Fudge Brownies (by Alice Medrich)
1 cup AP flour (sifted)
1/2 cup plus 1/2 tablespoon unsweetened Dutch process cocoa
1/4 teaspoon salt
1/4 teaspoon baking powder
5 tablespoons butter (or stick margarine)
1 and 1/4 cups sugar
1 egg
2 egg whites
1 teaspoon vanilla extract
1 teaspoon instant coffee granules or espresso dissolved in 1 teaspoon water
1. Preheat oven to 350 degrees F; place oven rack in lower third of the oven. Line an 8-inch square baking pan with foil or parchment paper and spray with non-stick cooking spray.
2. Using a whisk, stir the first four ingredients together in a large bowl and put aside.
3. In a medium sauce pan, melt the butter. Remove from the heat and then stir in the sugar, mixing until combined (will be a grainy consistency). Next, add the egg, egg whites, vanilla, and coffee or espresso. Beat with a wooden spoon (approx. 40 strokes), scraping down the sides of the pan if necessary. Add the dry ingredients and mix for another 40 strokes or just until mixed.
4. Pour mixture into the prepared pan, spreading evenly. Bake for approx. 20 minutes depending on your oven (as I mentioned, even 20 minutes was too long for me so you may want to start checking your brownies at close to 18 minutes--insert a toothpick into the center of the pan and if it comes out a little gooey, it's done).
5. Cool in the pan, on a baking rack. Once cool, grab the parchment or foil and remove the brownies from the pan. Cut into 16 squares.
notes: the brownies can be stored at room temperature, well wrapped for up to 2 days; can freeze them for up to 2 months.
calories per brownie: 134
fat: 4.6 grams


Deborah said...

I don't have any of Alice Medrich's books, but several of them are on my "want" list. I could really use a low-fat dessert cookbook, though. It sounds very informative.

Anonymous said...

Well, you know Augustina, these brownies didn't seem to be made with error; my family ate them up! Thank you for the treat! By the way, love your blog. V is right, the pictures are spectacular.

Augustina said...

Deborah--you should check this cookbook out b/c I found it had many helpful facts about lowfat baking techniques and use of ingredients.

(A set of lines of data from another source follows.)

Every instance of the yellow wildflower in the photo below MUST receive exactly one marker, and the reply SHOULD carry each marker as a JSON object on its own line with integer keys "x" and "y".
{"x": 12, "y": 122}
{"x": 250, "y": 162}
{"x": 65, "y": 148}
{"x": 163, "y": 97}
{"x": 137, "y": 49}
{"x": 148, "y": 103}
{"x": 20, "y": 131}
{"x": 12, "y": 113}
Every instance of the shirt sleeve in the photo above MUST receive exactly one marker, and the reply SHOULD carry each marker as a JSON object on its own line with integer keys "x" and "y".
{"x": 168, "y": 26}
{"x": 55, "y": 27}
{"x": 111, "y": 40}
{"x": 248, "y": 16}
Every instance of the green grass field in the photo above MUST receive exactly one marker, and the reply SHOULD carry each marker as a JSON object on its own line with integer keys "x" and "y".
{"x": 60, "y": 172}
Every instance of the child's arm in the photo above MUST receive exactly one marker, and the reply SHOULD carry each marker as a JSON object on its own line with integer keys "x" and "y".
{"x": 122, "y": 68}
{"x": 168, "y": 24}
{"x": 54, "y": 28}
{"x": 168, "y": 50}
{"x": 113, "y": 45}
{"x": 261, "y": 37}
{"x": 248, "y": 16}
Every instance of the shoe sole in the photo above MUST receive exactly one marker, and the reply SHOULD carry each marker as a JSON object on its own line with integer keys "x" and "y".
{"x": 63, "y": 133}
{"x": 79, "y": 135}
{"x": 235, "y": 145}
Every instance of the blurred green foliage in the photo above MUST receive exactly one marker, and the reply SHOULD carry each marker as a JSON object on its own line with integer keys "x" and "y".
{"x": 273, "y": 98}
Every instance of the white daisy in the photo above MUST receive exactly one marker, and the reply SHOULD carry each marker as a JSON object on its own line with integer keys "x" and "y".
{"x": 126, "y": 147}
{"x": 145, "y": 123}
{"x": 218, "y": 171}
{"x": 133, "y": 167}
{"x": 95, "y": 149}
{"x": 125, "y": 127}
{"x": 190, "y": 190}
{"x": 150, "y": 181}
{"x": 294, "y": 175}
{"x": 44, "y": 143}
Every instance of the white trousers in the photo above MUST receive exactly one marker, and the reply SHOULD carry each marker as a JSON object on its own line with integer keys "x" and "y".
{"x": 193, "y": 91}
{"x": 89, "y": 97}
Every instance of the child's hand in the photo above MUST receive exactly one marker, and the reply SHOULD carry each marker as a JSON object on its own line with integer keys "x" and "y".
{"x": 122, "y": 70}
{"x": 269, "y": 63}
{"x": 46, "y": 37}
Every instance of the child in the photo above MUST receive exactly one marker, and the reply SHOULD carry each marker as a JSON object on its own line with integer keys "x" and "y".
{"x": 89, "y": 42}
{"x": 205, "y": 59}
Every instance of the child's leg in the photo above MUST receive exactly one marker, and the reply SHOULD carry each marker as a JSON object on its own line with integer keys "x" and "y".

Anonymous- I'm glad you liked the brownies despite my criticisms! And thanks for stopping by my blog. Come visit often!

The Cookbook Junkie said...

Just top them with ice cream, whipped cream and hot fudge sauce and they'll be fine LOL!

Augustina said...

cookbook junkie--i certainly like your style!

gigi said...

The brownies look great. Though I'm with you, I like fudgy not cake-y.